Review for NeurIPS paper: SEVIR : A Storm Event Imagery Dataset for Deep Learning Applications in Radar and Satellite Meteorology

NeurIPS 2020

SEVIR : A Storm Event Imagery Dataset for Deep Learning Applications in Radar and Satellite Meteorology

Review 1

Summary and Contributions: The authors present a publicly available dataset for meteorology (SEVIR) containing ten thousand of temporally and spatially aligned images of weather events from different sensing modalities. They also include baseline model implementations, error/loss functions and task applications showing the utility of their data.

Strengths: Generally, the paper is well introduced and easily understood (except for the numerous acronyms). Especially, the provided dataset is very useful in promoting the development of the problem addressed: weather modelling for a range of problems in meteorology (forecasting, img2img translations, caption generation, super-resolution, etc.). Although not being a really “novel” idea/data, providing new benchmarks/datasets/competitions for the AI community is always refreshing. The authors also include a couple of benchmark problems (short-term forecasting and synthetic weather radar generation) and with working implementations of the pretrained baselines and easy-to-understand evaluation metrics allowing the community to keep on working on the task at hand. Illustrative experimental setting showing the usefulness of the datasets and its easiness of use.

Weaknesses: Authors use a very limited number of learning models for evaluation with limited explanations. For instance, differences between those more proficient and worst models should be further studied/explained, although some lines are included by the authors in this regard. In general, although the paper is a very nice engineering effort, it needs more justifications about the new indicators/metrics introduced, the experimental setting proposed (baselines/tasks), and regarding the results obtained in the two tasks addressed (there are not important findings as it is just an application of a few methods…). More effort should be done for a more careful interpretation of what is done and why. The conclusions are a summary and I would expect (again) more insight and future work.

Correctness: The experimental setting follows the standard ML evaluation methodologies.

Clarity: Well written except for the numerous accronyms used.

Relation to Prior Work: Good.

Reproducibility: Yes

Additional Feedback:

Review 2

Summary and Contributions: This paper introduces a new dataset which combines and aligns multiple modalities from land-based meteorological radar and geostationary weather satellites. Additionally, they select a large subset of the dataset based on a storm event database and provide a large amount of additional metadata. On the given dataset, authors evaluate several baselines, where quite a few of them are novel. To the best of my knowledge, there is not an existing literature with training nowcasting predictors with conditional GAN and style losses.

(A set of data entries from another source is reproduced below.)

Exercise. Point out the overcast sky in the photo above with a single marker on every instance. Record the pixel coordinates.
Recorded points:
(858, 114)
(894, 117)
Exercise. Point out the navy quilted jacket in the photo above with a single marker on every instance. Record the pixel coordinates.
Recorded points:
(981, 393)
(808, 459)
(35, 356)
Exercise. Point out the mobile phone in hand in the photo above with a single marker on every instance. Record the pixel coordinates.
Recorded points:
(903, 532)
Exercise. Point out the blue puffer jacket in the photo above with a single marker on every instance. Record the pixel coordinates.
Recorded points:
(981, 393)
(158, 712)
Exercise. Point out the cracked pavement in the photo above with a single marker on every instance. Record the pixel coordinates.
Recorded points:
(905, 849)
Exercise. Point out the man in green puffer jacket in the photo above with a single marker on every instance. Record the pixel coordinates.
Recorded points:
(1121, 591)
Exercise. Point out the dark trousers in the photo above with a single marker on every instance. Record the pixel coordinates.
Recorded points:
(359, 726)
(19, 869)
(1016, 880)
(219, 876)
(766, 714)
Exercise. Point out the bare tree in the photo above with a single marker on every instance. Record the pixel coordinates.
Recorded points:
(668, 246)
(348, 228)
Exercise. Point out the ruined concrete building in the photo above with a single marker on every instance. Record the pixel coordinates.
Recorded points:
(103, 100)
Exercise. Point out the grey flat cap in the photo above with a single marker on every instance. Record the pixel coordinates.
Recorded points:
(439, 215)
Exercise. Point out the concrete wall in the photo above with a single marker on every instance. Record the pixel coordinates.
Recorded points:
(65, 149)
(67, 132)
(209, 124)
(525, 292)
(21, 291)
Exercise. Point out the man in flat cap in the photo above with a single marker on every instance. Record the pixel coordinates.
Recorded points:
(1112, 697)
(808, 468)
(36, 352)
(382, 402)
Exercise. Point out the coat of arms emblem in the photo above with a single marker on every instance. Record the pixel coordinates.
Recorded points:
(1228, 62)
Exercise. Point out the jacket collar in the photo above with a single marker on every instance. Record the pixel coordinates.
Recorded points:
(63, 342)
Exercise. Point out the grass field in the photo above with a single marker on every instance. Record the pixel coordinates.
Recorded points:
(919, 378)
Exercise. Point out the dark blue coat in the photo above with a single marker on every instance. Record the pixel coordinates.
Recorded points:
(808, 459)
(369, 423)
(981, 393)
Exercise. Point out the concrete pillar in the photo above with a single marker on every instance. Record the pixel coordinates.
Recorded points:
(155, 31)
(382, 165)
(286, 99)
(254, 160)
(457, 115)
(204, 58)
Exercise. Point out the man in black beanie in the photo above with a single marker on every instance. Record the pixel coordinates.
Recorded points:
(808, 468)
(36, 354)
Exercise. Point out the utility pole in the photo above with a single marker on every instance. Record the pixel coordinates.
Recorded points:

Strengths: The selected dataset is really interesting and in my opinion would be really useful for the community. Authors also provide a wide array of possible tasks from the dataset and show results on two of them, where the second task is about predicting different modalities from satellite data which I find really interesting. I can imagine the array of possible experiments can be even wider. The baselines by themselves are quite novel and authors correctly point out that pixelwise losses are problematic as they provide blurred predictions. Authors provide full source code of all models.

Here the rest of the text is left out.